For the past few months, I've been developing a neural network that learns to play a 3D fighting game by trying to mimic how I play, in Keras, using a Tensorflow backend. The input data consists of both a low-resolution, greyscaled version of the frame at the time, along with some corresponding categorical information. I extract important information from the game using computer vision and represent that using a multi-hot array. E.g. [0, 1, 0, 0, 0, 0, 1, 0, 0, 0] where each index represents some information about that moment, like if the enemy is attacking. This all might be useless information, but I'm providing it just in case.

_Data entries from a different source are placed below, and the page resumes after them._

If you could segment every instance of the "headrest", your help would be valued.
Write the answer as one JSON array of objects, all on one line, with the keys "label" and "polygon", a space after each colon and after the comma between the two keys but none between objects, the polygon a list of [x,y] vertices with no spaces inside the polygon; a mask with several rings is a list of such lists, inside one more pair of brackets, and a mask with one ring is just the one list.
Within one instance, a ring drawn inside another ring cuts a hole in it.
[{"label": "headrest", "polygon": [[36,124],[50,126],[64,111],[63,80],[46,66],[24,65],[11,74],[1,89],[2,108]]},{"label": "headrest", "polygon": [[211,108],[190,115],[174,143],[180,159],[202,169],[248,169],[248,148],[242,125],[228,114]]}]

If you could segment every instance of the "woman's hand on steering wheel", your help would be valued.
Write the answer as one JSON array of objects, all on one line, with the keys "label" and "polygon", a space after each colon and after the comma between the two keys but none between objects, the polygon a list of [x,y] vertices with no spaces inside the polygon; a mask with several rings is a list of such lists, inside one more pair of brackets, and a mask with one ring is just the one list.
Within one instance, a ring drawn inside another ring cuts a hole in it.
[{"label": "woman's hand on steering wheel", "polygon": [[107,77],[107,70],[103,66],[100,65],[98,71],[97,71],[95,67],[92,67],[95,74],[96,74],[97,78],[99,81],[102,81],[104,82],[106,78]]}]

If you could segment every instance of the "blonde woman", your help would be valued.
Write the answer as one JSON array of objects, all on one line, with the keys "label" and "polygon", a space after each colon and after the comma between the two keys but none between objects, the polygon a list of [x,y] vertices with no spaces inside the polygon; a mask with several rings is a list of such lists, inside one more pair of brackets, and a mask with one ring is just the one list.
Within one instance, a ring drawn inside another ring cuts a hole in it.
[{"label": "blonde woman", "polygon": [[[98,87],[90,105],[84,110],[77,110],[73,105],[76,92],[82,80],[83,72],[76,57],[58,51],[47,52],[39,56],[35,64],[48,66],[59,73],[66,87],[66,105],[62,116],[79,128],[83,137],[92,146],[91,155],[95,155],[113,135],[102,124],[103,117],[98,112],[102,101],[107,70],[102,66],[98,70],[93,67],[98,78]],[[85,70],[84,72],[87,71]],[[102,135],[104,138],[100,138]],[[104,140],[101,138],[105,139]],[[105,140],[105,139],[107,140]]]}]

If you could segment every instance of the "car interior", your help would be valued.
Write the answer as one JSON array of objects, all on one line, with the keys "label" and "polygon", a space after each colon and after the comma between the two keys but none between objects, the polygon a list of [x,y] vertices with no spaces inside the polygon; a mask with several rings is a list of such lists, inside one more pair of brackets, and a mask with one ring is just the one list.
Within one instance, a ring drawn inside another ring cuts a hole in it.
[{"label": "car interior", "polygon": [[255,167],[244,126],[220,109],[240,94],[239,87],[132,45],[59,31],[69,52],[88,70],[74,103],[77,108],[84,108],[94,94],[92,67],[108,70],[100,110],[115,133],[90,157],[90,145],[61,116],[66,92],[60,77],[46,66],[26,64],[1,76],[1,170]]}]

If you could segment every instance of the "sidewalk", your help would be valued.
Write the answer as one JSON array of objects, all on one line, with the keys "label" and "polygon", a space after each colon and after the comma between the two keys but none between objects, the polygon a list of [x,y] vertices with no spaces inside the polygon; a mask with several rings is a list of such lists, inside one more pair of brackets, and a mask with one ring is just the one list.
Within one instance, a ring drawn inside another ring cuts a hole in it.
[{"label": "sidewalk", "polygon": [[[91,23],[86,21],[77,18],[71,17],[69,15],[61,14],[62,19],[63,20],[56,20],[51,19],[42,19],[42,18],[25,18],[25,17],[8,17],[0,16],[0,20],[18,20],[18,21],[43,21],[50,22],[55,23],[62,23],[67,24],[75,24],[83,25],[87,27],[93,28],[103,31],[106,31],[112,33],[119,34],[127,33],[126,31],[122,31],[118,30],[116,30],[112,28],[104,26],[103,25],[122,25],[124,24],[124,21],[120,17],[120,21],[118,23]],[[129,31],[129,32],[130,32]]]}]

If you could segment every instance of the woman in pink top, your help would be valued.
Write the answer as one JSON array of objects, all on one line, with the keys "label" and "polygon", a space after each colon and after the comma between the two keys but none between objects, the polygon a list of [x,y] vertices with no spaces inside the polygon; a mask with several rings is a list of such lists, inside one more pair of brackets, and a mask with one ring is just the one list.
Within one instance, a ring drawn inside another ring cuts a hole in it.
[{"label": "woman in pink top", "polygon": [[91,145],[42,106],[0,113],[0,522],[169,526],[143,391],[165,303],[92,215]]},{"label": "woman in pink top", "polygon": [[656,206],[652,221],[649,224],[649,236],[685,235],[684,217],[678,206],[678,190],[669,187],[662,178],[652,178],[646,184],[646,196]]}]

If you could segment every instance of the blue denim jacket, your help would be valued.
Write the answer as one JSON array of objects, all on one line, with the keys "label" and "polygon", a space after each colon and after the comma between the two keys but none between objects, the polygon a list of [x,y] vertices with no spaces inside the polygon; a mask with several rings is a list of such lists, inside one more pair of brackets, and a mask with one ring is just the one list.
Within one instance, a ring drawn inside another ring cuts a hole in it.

The labels are the crucial matter. I am providing the network with an array of the buttons that I am pressing at that moment in time. The key thing to note is that this array is multi-hot, as I am often pressing multiple buttons at once.
The unfortunate problem I have had from the start was that my network just doesn't seem to work well. It claims to achieve over 90% accuracy and validation accuracy, and yet only exhibits some form of intelligence when tested. I think this is down to the inherent imbalance of my training labels, as some buttons are just far, far more likely to be pressed than others. But I'm really not sure how to deal with balancing them, as traditional methods like over and undersampling or using class weightings don't work with multi-label classification. I'm basically stuck, and googling isn't really helping.
Any help or advice would be greatly appreciated. If you need more information, please don't hesitate to ask. Thank you!
EDIT: Additional information - The network architecture consists of two branches - one LSTM layer for the categorical data, and one convolutional layer for the image data. These are then concatenated and fed through two Dense layers before finally going through a sigmoid activation. I am using binary-crossentropy as a loss function. This is really the only combination of activation and loss that I am aware of for multi-label classification. In terms of metrics, both accuracy and binary accuracy appear to result in over 90% for validation and training each time, right from epoch 1.
Here is a diagram of the model:
EDIT 2: After doing some thinking, might one potential way around this be to split everything up into to two neural networks? One for approximately half of the classes, the ones that are over-represented, and one for the under-represented, then run them simultaenously after training. Might this be a solution? Also if any better metric could be suggested than binary accuracy, that would be appreciated. Thanks again.